# **A 32 Gb/s Low Power Little Area Re-timer with PI Based CDR in 65 nm CMOS Technology**

Zhengbin Pang<sup>1</sup>, Fangxu Lv<sup>1(⊠)</sup>, Weiping Tang<sup>2</sup>, Mingche Lai<sup>1</sup>, Kaile Guo<sup>2</sup>, Yuxuan Wu<sup>2</sup>, Tao Liu<sup>2</sup>, Miaomiao Wu<sup>2</sup>, and Dechao Lu<sup>2</sup>

> <sup>1</sup> National University of Defense Technology, Changsha, China lvfangxu1988@163.com <sup>2</sup> Air Force Engineering University, Xi'an, China

**Abstract.** This paper presents a 32 Gb/s low power little area re-timer with Phase Interpolator (PI) based Clock and Data Recovery (CDR). To further ensure signal integrity, both a Continuous Time Linear Equalizer (CTLE) and Feed Forward Equalizer (FFE) are adapted. To save power dissipation, a quarter-rate based 3 tap FFE is proposed. To reduce the chip area, a Band-Band Phase Discriminator (BBPD) based PI CDR is employed. In addition, a 2-order digital filter is adopted to improve the jitter performance in the CDR loop. This re-timer is achieved in 65 nm CMOS technology and supplied with 1.1 V. The simulation results show that the proposed re-timer can work at 32 Gb/s and consumes 91 mW. And it can equalize >−12 dB channel attenuation, tolerate the frequency difference of 200 ppm.

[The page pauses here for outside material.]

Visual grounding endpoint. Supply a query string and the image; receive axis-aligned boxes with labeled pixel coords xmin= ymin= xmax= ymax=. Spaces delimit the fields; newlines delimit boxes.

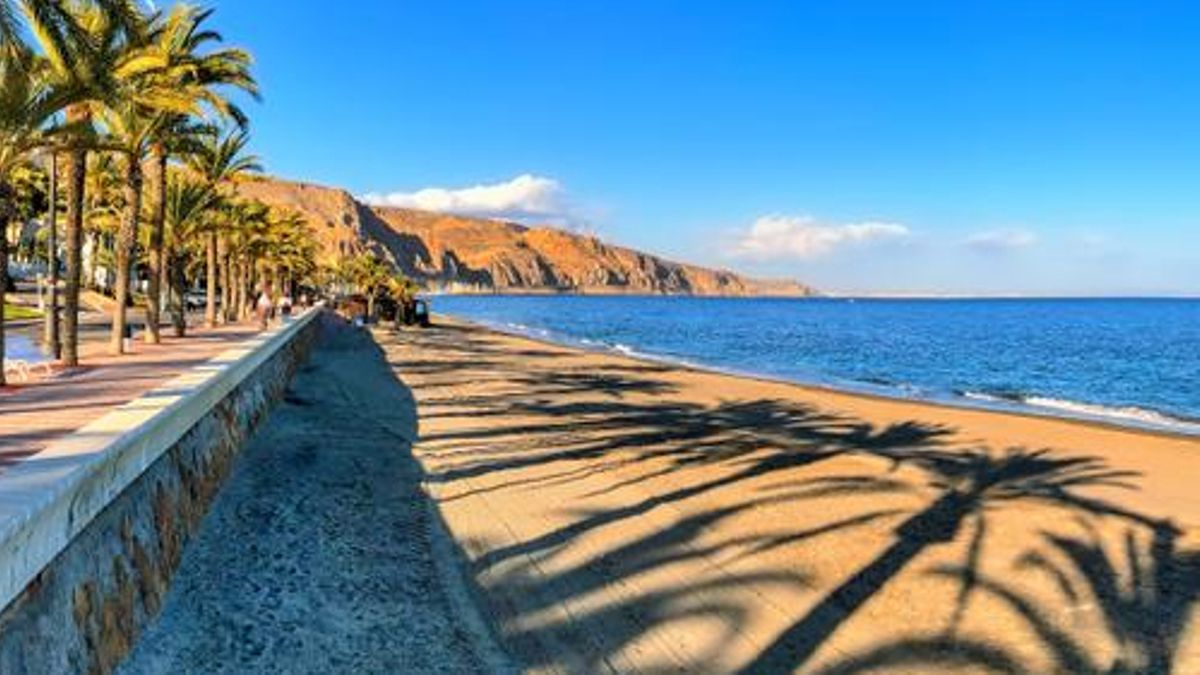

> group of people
xmin=254 ymin=283 xmax=308 ymax=330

**Keywords:** Re-timer · Clock and Data Recovery (CDR) · Phase Interpolator (PI) · Feed Forward Equalizer (FFE)

### **1 Introduction**

The continuously increasing bandwidth demand for data communication in high performance computer (HPC) has pushed wire-line connections towards data-rates of 25 Gb/s or beyond [\[1\]](#page-11-0). However, low-power and high density data transceivers are also key elements of modern HPC, due to systems such as network switches and processor interfaces will employ optical communication [\[2,](#page-11-1) [3\]](#page-11-2). Figure [1](#page-1-0) shows the next switch system with optical communication. The black box in the center of the system, which outputs optical signal directly, usually consists a switch chip, many re-timer chips and other optical chips. However the bandwidth, power efficiency and area of the re-timer also limit performance of the switch system. Even though, many reported CDR can meet its bandwidth, but their power is hungry due to fabricated with III-VI materials [\[4\]](#page-11-3). In addition, the large area of the CDR is not good for high density integrated.

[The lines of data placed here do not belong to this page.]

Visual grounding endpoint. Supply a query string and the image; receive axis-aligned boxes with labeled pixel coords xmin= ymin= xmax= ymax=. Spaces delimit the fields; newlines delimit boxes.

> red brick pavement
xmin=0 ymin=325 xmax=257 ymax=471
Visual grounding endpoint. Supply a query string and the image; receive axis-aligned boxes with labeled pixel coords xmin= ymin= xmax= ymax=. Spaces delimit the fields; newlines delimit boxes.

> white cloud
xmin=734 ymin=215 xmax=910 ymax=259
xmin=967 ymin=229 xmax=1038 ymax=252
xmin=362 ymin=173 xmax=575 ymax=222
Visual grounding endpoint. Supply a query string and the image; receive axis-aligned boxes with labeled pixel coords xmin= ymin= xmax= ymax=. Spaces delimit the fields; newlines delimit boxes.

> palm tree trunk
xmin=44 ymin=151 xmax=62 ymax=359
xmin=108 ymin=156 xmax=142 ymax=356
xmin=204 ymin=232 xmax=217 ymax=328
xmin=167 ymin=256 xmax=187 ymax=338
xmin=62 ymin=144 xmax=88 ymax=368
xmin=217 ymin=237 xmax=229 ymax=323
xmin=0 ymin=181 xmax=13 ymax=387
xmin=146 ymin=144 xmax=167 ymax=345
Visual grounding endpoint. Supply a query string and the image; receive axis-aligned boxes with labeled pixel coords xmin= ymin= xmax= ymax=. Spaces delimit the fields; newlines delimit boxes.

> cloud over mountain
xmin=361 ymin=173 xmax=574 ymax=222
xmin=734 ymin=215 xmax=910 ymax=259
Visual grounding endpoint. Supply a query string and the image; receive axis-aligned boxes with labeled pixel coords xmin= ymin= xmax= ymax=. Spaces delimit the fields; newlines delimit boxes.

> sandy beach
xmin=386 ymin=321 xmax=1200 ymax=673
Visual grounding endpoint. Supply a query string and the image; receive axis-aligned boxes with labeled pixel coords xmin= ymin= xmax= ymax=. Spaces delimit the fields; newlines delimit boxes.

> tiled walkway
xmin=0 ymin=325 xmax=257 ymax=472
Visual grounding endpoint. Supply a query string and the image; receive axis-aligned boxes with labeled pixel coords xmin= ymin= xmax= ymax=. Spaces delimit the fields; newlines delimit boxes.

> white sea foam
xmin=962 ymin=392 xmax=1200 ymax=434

To solve these problems, a high speed, low power and little area re-timer based CMOS technology is proposed. To save the power dissipation, a quarter-rate based 3 tap FFE is proposed. To reduce the chip area, a BBPD based PI CDR is employed. In addition, to improve the high speed performance, a 2-order digital filter is used.

<sup>©</sup> Springer Nature Singapore Pte Ltd. 2020

D. Dong et al. (Eds.): ACA 2020, CCIS 1256, pp. 31–42, 2020.

[https://doi.org/10.1007/978-981-15-8135-9\\_3](https://doi.org/10.1007/978-981-15-8135-9_3)



**Fig. 1.** System of the next switch chip with optical network.

<span id="page-1-0"></span>This paper is organized as follows. Section [2](#page-1-1) presents the architecture of the re-timer, followed by the description of building blocks. Section [3](#page-9-0) reveals the experimental results and the conclusion.

### <span id="page-1-1"></span>**2 Architecture and Circuit Design**

Figure [2](#page-2-0) shows the re-timer architecture, which includes a phase tracing control loop and a data path. In the phase tracing control loop, the input data are sampled by 1/4 rate 8 phase clocks firstly. Secondly, the early/late information between the sampling clocks and input data is extracted by PD circuit. After the voter and filter, the control words generated by code circuit are used to rotate the extra input clock to match the phase of the input data. In the data path, firstly, the input data is equalized by the CTLE. Secondly, it is resampled by the recovery clock. Lastly the data is equalized and output by the 3-tap FFE with driver.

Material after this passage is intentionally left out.